Tres colores: Rojo (1994) supuso el punto final al experimento-trilogía en torno a los colores de la bandera francesa y a sus significados simbólicos que llevó a cabo el realizador polaco Krysztow Kieslowski, centrándose en este caso en el rojo.
FRATERNITÉ
Y es que si algo abunda en Tres colores: Rojo es, precisamente, el color rojo. Toda la estética de la película está trabajada en función de la paleta cromática cálida, destacando por encima de todos ellos el rojo en sus distintas categorías, desde el rojo más brillante y pasional como el del cartel del anuncio de Valentine hasta el ocre otoñal de las hojas de los árboles de la entrada a la casa del ex juez Kern, creando así una asociación de ideas muchas veces con la etapa vital y el carácter de los personajes (el rojo más brillante, vivo de la dulce y joven Valentine; el rojo más otoñal, apagado del ya anciano y desencantado Kern).
El rojo es el color de la fraternidad según la asociación que se hace en los ideales franceses tras la revolución de 1789, que finiquitó el Antiguo Regimen y dió paso a la modernidad en Europa, con la burguesía como abanderada del cambio y de los nuevos tiempos. El film nos narra la historia de Valentine, una modelo que vive en Ginebra y que tras atropellar a una perra y salvarla (fraternidad), crea una relación con un viejo juez retirado que vive desencantado, espiando a sus vecinos a través de escuchas telefónicas. Entre ambos irá surgiendo una complicidad y una intimidad que les llevará a contarse los secretos y los problemas que habitan en su interior.
Tres colores: Rojo aprovecha también para elaborar un discurso sobre el azar de la vida y de sus situaciones. El film arranca con una llamada telefónica del celoso novio de Valentine, y a través de una movimiento de cámara, seguimos el trayecto del sonido que cruza innumerables cables, atraviesa el océano y llega al aparato receptor de nuestra protagonista, que no se encuentra en casa en ese momento. Esta sencilla secuencia nos ofrece una parábola sobre la interconexión de las personas por muy distantes y separadas que parezcan en un primer momento. Un anticipo de lo que ocurre a lo largo del film, en el que personajes y situaciones se entrecruzan, inconscientes de su importancia en el momento en el que ocurren, pero que sí tendrán en el futuro. Es muy revelador en este sentido las apariciones tanto de Valentine como de su vecino, el estudiante de juez, en segundo plano desde el punto de vista subjetivo de ambos,mirándose sin mirarse, sin dar importancia a una posible historia de amor en ciernes que nunca tendremos la oportunidad de comprobar que se consuma, pero que intuimos al final del film.
Pero sin duda la historia más emotiva en este círculo azaroso es el de la reencarnación del viejo juez desencantado de la vida tras un amor fraudulento que aprueba su examen de licenciatura por un (otro) golpe del destino, en la figura del joven juez que sí que tendrá un aparente final feliz en su historia de amor con la joven a la que tiene idealizada (Valentine).
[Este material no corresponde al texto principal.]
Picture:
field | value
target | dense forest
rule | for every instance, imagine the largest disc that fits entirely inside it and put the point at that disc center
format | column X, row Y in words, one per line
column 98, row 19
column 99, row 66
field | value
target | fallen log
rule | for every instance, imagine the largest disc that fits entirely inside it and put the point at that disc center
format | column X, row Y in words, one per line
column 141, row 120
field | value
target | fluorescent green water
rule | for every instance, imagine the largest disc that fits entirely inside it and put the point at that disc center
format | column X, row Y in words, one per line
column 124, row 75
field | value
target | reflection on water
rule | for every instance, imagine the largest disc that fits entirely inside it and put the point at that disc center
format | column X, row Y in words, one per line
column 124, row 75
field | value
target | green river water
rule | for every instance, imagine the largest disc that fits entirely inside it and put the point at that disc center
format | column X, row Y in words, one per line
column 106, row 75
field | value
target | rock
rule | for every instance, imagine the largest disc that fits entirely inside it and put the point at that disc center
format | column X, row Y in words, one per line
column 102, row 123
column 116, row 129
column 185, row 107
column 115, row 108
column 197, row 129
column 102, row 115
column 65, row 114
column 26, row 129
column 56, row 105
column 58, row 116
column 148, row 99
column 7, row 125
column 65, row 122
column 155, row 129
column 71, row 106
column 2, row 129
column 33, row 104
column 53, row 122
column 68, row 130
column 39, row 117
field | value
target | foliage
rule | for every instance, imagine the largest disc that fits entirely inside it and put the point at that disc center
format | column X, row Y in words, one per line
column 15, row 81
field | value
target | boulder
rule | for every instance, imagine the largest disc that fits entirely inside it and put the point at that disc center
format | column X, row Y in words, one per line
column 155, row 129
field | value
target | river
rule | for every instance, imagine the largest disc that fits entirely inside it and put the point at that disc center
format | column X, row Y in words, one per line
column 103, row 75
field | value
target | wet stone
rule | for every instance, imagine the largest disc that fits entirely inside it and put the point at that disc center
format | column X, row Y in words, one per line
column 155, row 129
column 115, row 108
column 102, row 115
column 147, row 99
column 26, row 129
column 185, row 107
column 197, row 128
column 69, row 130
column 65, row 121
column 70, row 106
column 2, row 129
Es remarcable el juego simbólico que usa Kieslowski en su puesta en escena para desarrollar esta historia, con Madeleine expuesta en una publifotografía gigante sobre color rojo en carteles de la ciudad, que empequeñece en tamaño al propio juez cuando la observa (subrayando la idealización que un fantástico Jean Louis Trintignant siente por la muchacha) y el plano final de la TV de la propia Valentine una vez ha sido rescatada de un naufragio en la que es una de las pocas supervivientes y que asemeja sospechosamente en la forma a su citada fotografía de la publicidad.
TRES COLORES: ROJO cierra de manera magistral una trilogía ya de por sí extraordinaria y eleva a Kieslowski a la categoría de magna figura del cine europeo de finales del siglo XX, a reivindicar urgentemente.